In Yoga, the human body can be divided equally into ten distinct parts, five on each side of a median drawn directly through the centre of the body from the top of the head to the base of the spine and terminating in each of the digits of the toes and the fingers. The body can be further sub-divided into ten Pranic areas, where one of the five major Pranic flows governs the head and others the chest, the abdomen, the pelvis and the extremities. Five minor Pranas are more subtly at the work within specific nerve areas.

The true use of Pranayama is to control these ten flows of Prana Vayu and the Prana Vahaka or nerve impulses, which move in the Nadis or nerves of the Pancha Kosha, the Five Bodies of Man.

When the fingers of the hands are united together in the Hastha Mudra, the specific nerves (as in Jnana Mudra) are united together in a closed nerve circuit. The fingers not in use represent an open nerve circuit.

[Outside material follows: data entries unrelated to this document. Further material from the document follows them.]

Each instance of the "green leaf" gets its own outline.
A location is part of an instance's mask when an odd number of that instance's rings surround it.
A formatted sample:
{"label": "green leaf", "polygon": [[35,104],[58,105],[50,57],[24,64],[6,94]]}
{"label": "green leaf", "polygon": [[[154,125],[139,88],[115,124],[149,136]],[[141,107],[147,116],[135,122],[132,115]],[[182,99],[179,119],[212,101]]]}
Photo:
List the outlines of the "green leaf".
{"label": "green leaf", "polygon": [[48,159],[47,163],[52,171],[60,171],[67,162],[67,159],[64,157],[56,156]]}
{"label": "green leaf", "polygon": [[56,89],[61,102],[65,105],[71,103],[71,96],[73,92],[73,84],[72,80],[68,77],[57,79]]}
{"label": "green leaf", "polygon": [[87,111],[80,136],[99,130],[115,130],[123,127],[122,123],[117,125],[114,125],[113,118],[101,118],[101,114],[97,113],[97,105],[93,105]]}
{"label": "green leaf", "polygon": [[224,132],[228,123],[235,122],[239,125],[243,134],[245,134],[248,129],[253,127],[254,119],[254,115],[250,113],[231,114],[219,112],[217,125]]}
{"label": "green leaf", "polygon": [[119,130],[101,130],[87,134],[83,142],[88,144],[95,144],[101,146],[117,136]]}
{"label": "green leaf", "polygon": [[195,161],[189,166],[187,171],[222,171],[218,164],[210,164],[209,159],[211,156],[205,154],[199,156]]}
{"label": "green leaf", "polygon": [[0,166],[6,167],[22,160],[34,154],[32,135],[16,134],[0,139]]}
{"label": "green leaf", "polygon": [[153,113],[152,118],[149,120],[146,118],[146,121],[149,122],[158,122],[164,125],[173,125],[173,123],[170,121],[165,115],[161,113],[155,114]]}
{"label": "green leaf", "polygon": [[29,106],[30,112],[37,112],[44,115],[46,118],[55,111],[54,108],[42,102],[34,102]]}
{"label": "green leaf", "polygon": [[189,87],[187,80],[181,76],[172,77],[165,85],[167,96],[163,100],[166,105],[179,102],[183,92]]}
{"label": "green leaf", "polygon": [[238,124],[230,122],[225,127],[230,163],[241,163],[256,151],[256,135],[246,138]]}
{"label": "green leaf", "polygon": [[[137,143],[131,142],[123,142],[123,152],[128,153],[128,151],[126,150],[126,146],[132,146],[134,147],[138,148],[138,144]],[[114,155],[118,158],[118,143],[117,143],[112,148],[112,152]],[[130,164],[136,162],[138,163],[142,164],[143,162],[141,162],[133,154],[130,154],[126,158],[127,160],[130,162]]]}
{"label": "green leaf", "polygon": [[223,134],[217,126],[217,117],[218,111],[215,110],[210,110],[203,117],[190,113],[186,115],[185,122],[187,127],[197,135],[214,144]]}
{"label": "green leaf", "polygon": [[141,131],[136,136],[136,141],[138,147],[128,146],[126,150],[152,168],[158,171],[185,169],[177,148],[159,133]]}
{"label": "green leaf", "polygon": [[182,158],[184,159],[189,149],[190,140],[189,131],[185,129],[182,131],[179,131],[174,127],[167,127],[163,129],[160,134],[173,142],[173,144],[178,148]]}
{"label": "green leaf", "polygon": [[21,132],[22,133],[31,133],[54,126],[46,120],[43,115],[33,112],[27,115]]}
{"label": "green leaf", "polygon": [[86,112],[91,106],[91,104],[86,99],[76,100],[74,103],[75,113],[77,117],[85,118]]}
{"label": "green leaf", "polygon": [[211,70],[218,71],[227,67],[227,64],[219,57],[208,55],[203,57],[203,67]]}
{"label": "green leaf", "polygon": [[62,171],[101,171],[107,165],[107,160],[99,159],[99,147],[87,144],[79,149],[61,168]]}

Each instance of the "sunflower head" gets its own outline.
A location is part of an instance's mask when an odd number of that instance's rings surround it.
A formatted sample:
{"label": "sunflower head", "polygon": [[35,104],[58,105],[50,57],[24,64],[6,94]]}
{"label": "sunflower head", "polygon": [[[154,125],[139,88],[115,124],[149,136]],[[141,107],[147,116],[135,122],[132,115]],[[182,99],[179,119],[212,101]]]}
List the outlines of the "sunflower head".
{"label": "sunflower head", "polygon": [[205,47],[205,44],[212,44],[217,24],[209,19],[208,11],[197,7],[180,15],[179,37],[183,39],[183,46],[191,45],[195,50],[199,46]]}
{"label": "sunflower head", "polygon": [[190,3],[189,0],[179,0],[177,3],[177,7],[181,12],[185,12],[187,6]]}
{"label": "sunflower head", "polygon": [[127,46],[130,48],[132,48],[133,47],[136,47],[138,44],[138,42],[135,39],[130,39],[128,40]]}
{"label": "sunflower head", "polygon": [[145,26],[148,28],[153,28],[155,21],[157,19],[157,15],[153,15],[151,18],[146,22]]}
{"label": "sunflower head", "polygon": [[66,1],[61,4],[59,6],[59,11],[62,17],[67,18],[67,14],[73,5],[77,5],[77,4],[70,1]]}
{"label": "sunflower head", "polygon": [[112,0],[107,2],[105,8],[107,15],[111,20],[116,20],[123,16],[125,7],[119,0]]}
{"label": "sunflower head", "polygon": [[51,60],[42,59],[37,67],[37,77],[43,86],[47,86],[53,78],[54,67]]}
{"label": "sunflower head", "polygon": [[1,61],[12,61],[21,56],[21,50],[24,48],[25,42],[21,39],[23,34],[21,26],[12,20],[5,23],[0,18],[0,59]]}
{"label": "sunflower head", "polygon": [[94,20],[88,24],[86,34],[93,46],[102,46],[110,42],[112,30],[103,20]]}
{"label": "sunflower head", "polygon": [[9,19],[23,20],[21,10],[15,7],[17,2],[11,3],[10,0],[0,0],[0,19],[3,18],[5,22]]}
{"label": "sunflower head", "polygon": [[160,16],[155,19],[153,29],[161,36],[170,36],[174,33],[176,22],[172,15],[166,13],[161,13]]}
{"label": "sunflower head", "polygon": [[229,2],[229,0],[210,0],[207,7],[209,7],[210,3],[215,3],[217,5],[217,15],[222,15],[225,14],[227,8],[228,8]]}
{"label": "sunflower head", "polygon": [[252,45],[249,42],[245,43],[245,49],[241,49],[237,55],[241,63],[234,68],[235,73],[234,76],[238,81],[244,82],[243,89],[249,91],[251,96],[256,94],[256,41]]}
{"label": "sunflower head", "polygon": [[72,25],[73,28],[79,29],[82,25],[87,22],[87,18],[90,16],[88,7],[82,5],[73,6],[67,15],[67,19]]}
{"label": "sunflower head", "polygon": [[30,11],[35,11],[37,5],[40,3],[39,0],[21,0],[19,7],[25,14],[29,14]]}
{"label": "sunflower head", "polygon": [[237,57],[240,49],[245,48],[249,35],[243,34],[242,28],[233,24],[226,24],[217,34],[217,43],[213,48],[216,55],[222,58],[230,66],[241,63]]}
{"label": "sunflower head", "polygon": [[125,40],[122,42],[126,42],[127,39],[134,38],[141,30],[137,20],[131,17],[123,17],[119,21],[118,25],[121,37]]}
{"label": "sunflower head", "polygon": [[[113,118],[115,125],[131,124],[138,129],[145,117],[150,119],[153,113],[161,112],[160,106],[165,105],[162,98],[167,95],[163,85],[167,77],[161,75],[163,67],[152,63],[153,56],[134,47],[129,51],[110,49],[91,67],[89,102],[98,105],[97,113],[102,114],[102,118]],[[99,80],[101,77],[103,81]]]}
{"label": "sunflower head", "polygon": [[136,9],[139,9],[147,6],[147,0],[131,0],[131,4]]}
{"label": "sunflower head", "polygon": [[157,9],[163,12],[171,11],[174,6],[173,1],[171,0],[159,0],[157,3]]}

If the hands are united together (as in Namaskara Mudra), then the cranial nerve circuits of the head and the upper part of the body in the Pneumo-gastric or Vagus system are united together. If the hands are brought into alignment on the face (as in Yoni Mudra) then the Vagus nerves and the facial nerves are brought together in a closed circuit.

If the hands are united with the feet (as in Yoga Mudra) then the Vagus system is close-circuited with the cerebrospinal nerves.

When a posture like Parva Asana, the Past Posture, is used, all of the nerve systems of the body are thrown into turbulent action. Parva Asana is used by the Yogi to see into his past existences, to remember past lives. It is also sometimes called Purva Janma Mudra or Parva Mudra.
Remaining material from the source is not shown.